/ 15 October 1999

Dodging the ballots

Shaun de Waal Movie of the week

If you haven’t yet tired of movies populated by American teenagers of varying degrees of sophistication, you will find writer- director Alexander Payne’s Election a superbly sardonic entertainment. It is a satire about democracy. How odd that sounds: who would want to satirise democracy? But democracy does not equal utopia; it is as open to abuse as any other earthly system, as likely to fall victim to human folly.

Matthew Broderick plays a dedicated and inspiring teacher, Jim McAllister. (We’re lucky he’s not playing a pupil – he seems to age at half the usual rate. Here, he even needs some grey streaked into the hair at the temples to signify his advancing adulthood.) McAllister is clearly a decent chap, though he is not without weaknesses: he detests Tracy Flick (Reese Witherspoon), a little blonde go-getter burning with ambition and self-regard. She’s standing for the position of head of the student council, with all the trimmings of posters and slogans (“Pick Flick”), but she’s standing unopposed.

Until, that is, McAllister decides it would be better for the, ahem, democratic process if she were to have some opposition. So he persuades naive, empty- headed jock Paul Metzler (Chris Klein, also to be seen in American Pie) to stand against her. Soon, for reasons of her own, Paul’s anarchic sister Tammy (Jessica Campbell) has joined them at the hustings, threatening to queer the pitch, so to speak, altogether.

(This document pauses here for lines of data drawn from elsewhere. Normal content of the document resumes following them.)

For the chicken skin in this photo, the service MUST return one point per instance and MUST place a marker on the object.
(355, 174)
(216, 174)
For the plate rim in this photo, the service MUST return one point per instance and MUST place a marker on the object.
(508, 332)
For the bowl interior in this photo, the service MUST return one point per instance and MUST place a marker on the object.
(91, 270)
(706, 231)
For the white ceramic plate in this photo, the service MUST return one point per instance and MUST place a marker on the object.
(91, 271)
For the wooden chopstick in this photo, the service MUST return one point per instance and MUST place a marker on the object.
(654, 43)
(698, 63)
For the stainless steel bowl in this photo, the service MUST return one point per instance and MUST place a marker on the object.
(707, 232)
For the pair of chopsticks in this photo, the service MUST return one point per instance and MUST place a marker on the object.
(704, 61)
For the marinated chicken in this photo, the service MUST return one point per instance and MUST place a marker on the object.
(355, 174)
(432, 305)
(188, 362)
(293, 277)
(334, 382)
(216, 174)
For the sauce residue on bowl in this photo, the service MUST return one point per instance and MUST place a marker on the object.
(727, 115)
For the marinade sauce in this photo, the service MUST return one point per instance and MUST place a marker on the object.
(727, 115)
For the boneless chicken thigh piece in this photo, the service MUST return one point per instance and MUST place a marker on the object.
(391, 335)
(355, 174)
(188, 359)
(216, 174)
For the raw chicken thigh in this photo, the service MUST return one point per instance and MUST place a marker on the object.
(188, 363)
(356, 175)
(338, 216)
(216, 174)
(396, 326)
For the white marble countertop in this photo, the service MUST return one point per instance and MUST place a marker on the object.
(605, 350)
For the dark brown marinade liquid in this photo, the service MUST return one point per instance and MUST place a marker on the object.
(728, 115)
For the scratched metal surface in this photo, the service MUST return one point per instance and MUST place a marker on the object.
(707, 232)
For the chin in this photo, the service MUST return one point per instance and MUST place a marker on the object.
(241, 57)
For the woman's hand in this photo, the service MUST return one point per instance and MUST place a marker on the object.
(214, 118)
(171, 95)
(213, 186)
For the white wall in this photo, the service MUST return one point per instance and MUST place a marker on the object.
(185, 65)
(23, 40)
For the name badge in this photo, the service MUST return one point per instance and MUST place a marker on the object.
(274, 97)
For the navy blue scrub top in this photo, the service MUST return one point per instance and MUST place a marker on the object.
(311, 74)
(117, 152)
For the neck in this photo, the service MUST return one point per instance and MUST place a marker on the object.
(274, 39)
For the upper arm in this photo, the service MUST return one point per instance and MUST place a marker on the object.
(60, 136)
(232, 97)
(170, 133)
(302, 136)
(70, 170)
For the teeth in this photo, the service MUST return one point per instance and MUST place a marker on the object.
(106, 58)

Meanwhile, McAllister is having problems at home, toying with adultery even as he strives to impregnate his wife. Broderick provides an excellent portrait of bad faith: his attempt to balance the race for student leader is the first of the distortions he introduces into the electoral process (one meddler, one ballot?). His animus against Tracy skews his sense of propriety, making a mockery of the civic values he is trying to inculcate in his pupils.

Yet his animus is understandable. Apart from the ruin Tracy has earlier brought on a colleague of his, she is generally rather insufferable. Witherspoon plays her perfectly – perky to a fault, so adult in her manipulative ambition and yet so brattishly childlike in her emotional reactions. Tracy’s looks, too, make an exact contribution to the characterisation: her blonde hair is coiffed in an echo of the glamorous femmes fatales of film noir, but her grey-stockinged legs with a hint of knock-knees remind us she’s only a girl. Tracy is a sufficiently complex character for us to begin to feel sorry for her, despite our aversion, when the tide seems to be turning against her.

An equally nuanced characterisation is that of Campbell’s Tammy, the jock’s spoiler sister. Like the others, she is driven by personal compulsions that override the forms of civic duty. And here’s the serious nub of this delightfully funny film: Election explores the way the personal can seldom be separated from the political, especially when politics is so irradiated, as it is today, by the power of personality. After all, we’re only human.